Brian McConnell would have celebrated his 77th birthday on Wednesday, probably alongside his wife inside their Giralang home.
But he wasn't there this December 2.
Instead, Marion McConnell passed the day quietly reflecting on a husband's life cut far too short.
Mr McConnell, a respected drug-law reformer, died in June 2016, less than two years after he was diagnosed with mesothelioma.
While it was never confirmed, the couple had no doubt the disease was caused by the Mr Fluffy asbestos which contaminated the Higgins home they bought in 1971.
"It might be a funny thing to say after all of these years, but he is hardly out of my mind," Mrs McConnell said.
"You just go about your business but he is not very far away, never out of my thinking.
"It is tough at times. That is with everyone who loses someone after 50 years .. it is hard to break away."
Mrs McConnell spoke to The Canberra Times from her Giralang homeafter Chief Minister Andrew Barr revealed the ACT government was looking to establish a financial assistance scheme for people who suffer mesothelioma as a result of Mr Fluffy loose-fill asbestos.
It came after the ACT government agreed to cover up to $250,000 worth of medical expenses for Canberra man James Wallner, who was diagnosed with mesothelioma in July.
The amount, which was awarded through the territory's "act of grace" scheme, will be divided up and paid out in two tranches, according to the Wallner family.
Mr Barr said the payment was not compensation and the amount awarded was based on the expected cost of Mr Wallner's medical expenses.
But he said the wider scheme under consideration might cover other factors, such as loss of income. The Chief Minister said the ACT would seek funding from the Commonwealth to cover the costs of the scheme.
Mr Wallner, a 54-year-old Commonwealth public servant, had sought payment for damages and loss of income, including superannuation, as part of the application to Mr Barr earlier this year.
Mr Wallner said the payment was an "enormous weight off our mind", with the funds to help alleviate the financial burden of the expensive treatment for the incurable disease.
He praised the Barr government's handling of his situation, but said it wasn't realistic, or fair, for the territory to cover future payments by itself.
It was time, he said, for the Commonwealth to finally take responsibility for a crisis born under its watch.
"I see a duty of care for the Commonwealth government, I don't see how they can absolve themselves," he said.
More than four years after her husband's death, Mrs McConnell still harbours anger toward the federal government for its failure to heed warnings about the contamination in the late 1960s.
Asked if she would like to see compensation extended to people whose family members died of the disease, Mrs McConnell said: "I think it's too late for me".
But she said financial assistance would be a huge help for those still fighting the disease, echoing Mr Wallner's comments about the cost of treatment.

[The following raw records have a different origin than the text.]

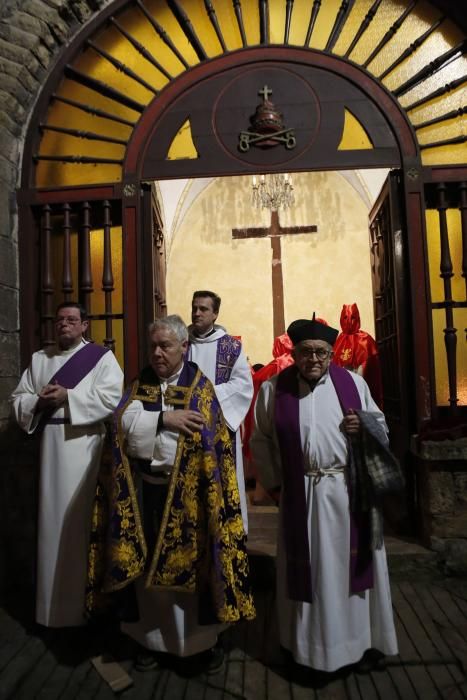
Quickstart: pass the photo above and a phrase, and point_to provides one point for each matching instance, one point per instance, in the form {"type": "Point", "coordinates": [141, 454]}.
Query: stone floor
{"type": "Point", "coordinates": [431, 619]}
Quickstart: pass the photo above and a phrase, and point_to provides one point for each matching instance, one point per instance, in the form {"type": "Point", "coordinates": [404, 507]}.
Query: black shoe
{"type": "Point", "coordinates": [210, 661]}
{"type": "Point", "coordinates": [146, 660]}
{"type": "Point", "coordinates": [215, 661]}
{"type": "Point", "coordinates": [372, 660]}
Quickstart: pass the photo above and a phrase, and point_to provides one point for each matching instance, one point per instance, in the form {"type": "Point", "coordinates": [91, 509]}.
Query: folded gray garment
{"type": "Point", "coordinates": [381, 464]}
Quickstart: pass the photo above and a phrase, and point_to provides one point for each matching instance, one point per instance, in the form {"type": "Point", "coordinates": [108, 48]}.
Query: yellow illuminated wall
{"type": "Point", "coordinates": [321, 271]}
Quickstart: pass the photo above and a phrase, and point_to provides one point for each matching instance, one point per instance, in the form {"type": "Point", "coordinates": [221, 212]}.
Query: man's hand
{"type": "Point", "coordinates": [52, 396]}
{"type": "Point", "coordinates": [351, 424]}
{"type": "Point", "coordinates": [183, 421]}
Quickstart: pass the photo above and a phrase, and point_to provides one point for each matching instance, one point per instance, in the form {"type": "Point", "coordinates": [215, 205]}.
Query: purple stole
{"type": "Point", "coordinates": [72, 372]}
{"type": "Point", "coordinates": [287, 422]}
{"type": "Point", "coordinates": [228, 352]}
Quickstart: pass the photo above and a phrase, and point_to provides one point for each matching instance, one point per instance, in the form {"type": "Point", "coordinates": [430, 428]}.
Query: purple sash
{"type": "Point", "coordinates": [73, 371]}
{"type": "Point", "coordinates": [78, 366]}
{"type": "Point", "coordinates": [228, 352]}
{"type": "Point", "coordinates": [294, 500]}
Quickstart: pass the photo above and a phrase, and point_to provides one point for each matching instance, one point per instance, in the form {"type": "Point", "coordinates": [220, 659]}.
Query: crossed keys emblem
{"type": "Point", "coordinates": [267, 127]}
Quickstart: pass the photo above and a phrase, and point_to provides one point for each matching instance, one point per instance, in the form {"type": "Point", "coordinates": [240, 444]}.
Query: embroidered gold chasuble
{"type": "Point", "coordinates": [201, 544]}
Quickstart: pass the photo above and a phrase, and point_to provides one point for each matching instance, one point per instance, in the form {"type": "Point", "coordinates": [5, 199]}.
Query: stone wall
{"type": "Point", "coordinates": [442, 480]}
{"type": "Point", "coordinates": [32, 34]}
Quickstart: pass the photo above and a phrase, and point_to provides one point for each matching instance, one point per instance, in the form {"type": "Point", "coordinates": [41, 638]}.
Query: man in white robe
{"type": "Point", "coordinates": [71, 417]}
{"type": "Point", "coordinates": [330, 623]}
{"type": "Point", "coordinates": [154, 437]}
{"type": "Point", "coordinates": [221, 358]}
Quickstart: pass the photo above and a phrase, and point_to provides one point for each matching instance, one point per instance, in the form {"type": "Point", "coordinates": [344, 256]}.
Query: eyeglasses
{"type": "Point", "coordinates": [320, 353]}
{"type": "Point", "coordinates": [71, 320]}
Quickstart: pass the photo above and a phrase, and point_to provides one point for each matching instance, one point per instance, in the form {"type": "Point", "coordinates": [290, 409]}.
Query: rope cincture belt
{"type": "Point", "coordinates": [318, 472]}
{"type": "Point", "coordinates": [157, 478]}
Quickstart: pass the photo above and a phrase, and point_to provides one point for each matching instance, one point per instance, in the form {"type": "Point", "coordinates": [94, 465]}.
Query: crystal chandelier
{"type": "Point", "coordinates": [273, 191]}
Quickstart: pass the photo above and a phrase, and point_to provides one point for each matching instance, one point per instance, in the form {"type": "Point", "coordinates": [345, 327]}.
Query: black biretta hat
{"type": "Point", "coordinates": [304, 329]}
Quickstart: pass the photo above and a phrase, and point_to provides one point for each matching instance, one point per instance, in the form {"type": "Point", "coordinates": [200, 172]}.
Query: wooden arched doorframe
{"type": "Point", "coordinates": [145, 160]}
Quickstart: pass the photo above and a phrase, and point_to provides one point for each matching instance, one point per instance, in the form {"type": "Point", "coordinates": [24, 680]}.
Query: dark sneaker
{"type": "Point", "coordinates": [372, 660]}
{"type": "Point", "coordinates": [146, 660]}
{"type": "Point", "coordinates": [214, 660]}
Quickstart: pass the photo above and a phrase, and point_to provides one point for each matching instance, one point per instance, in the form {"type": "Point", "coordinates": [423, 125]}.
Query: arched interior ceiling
{"type": "Point", "coordinates": [141, 46]}
{"type": "Point", "coordinates": [177, 196]}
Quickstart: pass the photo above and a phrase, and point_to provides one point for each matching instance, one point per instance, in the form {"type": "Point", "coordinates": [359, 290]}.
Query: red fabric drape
{"type": "Point", "coordinates": [281, 351]}
{"type": "Point", "coordinates": [355, 349]}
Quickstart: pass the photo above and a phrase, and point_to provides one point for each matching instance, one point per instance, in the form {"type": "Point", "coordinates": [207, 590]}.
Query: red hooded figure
{"type": "Point", "coordinates": [281, 352]}
{"type": "Point", "coordinates": [356, 350]}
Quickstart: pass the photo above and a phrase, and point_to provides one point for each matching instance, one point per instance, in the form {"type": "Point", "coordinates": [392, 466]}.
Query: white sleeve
{"type": "Point", "coordinates": [139, 427]}
{"type": "Point", "coordinates": [24, 399]}
{"type": "Point", "coordinates": [263, 444]}
{"type": "Point", "coordinates": [95, 397]}
{"type": "Point", "coordinates": [235, 395]}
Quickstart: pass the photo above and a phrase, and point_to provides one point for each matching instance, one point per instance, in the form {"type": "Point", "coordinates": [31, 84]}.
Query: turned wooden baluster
{"type": "Point", "coordinates": [463, 210]}
{"type": "Point", "coordinates": [85, 272]}
{"type": "Point", "coordinates": [67, 280]}
{"type": "Point", "coordinates": [107, 277]}
{"type": "Point", "coordinates": [450, 336]}
{"type": "Point", "coordinates": [47, 286]}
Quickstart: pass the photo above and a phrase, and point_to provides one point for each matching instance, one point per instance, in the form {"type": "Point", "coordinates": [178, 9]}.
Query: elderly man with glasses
{"type": "Point", "coordinates": [65, 395]}
{"type": "Point", "coordinates": [334, 603]}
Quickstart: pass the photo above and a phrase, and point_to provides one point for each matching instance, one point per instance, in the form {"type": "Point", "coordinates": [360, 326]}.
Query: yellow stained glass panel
{"type": "Point", "coordinates": [460, 322]}
{"type": "Point", "coordinates": [324, 23]}
{"type": "Point", "coordinates": [448, 129]}
{"type": "Point", "coordinates": [165, 17]}
{"type": "Point", "coordinates": [354, 136]}
{"type": "Point", "coordinates": [445, 155]}
{"type": "Point", "coordinates": [300, 20]}
{"type": "Point", "coordinates": [182, 147]}
{"type": "Point", "coordinates": [228, 24]}
{"type": "Point", "coordinates": [455, 69]}
{"type": "Point", "coordinates": [441, 365]}
{"type": "Point", "coordinates": [276, 21]}
{"type": "Point", "coordinates": [203, 28]}
{"type": "Point", "coordinates": [385, 17]}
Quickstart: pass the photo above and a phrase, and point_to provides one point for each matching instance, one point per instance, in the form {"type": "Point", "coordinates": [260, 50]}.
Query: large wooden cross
{"type": "Point", "coordinates": [275, 232]}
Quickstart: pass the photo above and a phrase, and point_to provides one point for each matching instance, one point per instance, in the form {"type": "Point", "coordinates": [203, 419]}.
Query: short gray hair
{"type": "Point", "coordinates": [174, 323]}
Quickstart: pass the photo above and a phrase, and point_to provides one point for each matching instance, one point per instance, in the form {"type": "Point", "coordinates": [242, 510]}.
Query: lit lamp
{"type": "Point", "coordinates": [273, 191]}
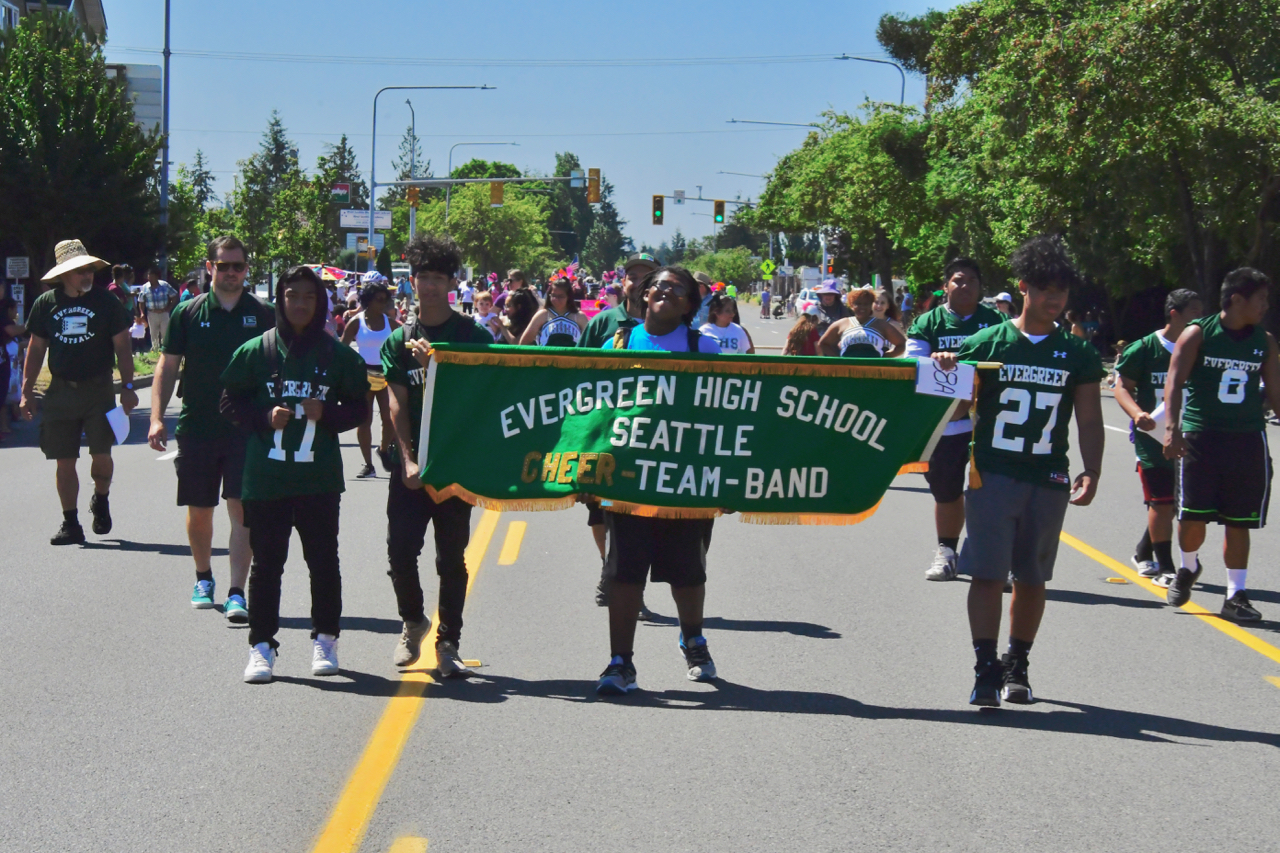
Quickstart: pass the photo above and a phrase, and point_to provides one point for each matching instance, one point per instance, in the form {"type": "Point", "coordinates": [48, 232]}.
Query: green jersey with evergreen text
{"type": "Point", "coordinates": [304, 457]}
{"type": "Point", "coordinates": [1146, 363]}
{"type": "Point", "coordinates": [945, 331]}
{"type": "Point", "coordinates": [1024, 409]}
{"type": "Point", "coordinates": [401, 368]}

Aside from the financial support it provided to Mr Wallner, Mrs McConnell said the ACT government's payment had sent a strong message that it acknowledged the suffering of Mr Fluffy victims.
"I just think it needs to be acknowledged that this could have been prevented if the government took the direction of the experts, as we are learning to do in the COVID-19 situation," she said.
"There is a sort of justice element to all of this.
"To have that recognised by the government that what you have gone through, that they recognise it. That this has brought a trauma and tragedy that could have been avoided. And that they recognise the horror of the disease."
Mrs McConnell backed long-running calls for a board of inquiry into the Mr Fluffy crisis.
"We can't lose sight of the ongoing impact that this is going to have on people's lives," she said.